Acclaimed author of crime fiction Don Winslow has written twenty-one international bestsellers to date. His Cartel trilogy is an upcoming series on TV, and a new trilogy of crime novels set on America’s East Coast is in the process of being published.
Born in Rhode Island in 1953, Winslow fell in love with language at the age of six, when a friend cast him in the role of Julius Caesar in a play. “Stabbed repeatedly in the back during rehearsals”, Winslow says he was never under any illusion as to how difficult it would be to pursue novel writing as a career, and he worked as a safari guide in Kenya, a cinema manager in New York, and an investigator and trial consultant while he wrote in his spare time.
the cartel
Two of his books, The Death and Life of Bobby Z (2007) and Savages (2012), were so successful that they became films. The Cartel trilogy, consisting of The Power of the Dog, The Cartel, and The Border, proved a major accomplishment for Winslow, who spent a third of his life researching and writing them. Released between 2005 and 2019, they are considered to be one of the most respected and timely chronicles of the war on drugs and border issues in the US.
HOMECOMING
Winslow’s new book City on Fire is out now, with a sequel, City of Dreams, a third book set for release within weeks. Winslow says this new trilogy differs significantly from his previous books. It is set in New England, where he grew up, and the author says he was drawn to the homecoming story of Homer’s hero Odysseus in the epic poems Illiad and Odyssey.

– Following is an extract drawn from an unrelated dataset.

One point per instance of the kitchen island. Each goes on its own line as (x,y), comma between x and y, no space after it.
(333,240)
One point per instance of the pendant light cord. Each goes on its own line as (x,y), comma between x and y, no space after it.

Don Winslow (American accent): It’s a mob story that’s been taken from ideas from the Iliad, the Odyssey, the Aeneid… the Greek tragedies, and what I was trying to do was to take some of those classic stories and themes and characters and match them up in contemporary crime fiction. It occurred to me when I was reading those works that they reminded me of my youth. I grew up in an era known as the New England Crime Wars on the East Coast of the United States, where various factions of the mafia, Italian or Irish or otherwise, fought for dominance. When I was reading Aeschylus’ Orestes plays, it struck me, you know, the similarities with real life crime events. So, I started to wonder… could I write a trilogy that followed some of those characters in the contemporary American crime scene?
NOT THAT HERO
Winslow’s Cartel trilogy was a massive hit in the Spanish-speaking world before it took off in the US. He talked more about the books, why he wrote them and why they are to become a major new series called The Cartel, executively produced by Ridley Scott.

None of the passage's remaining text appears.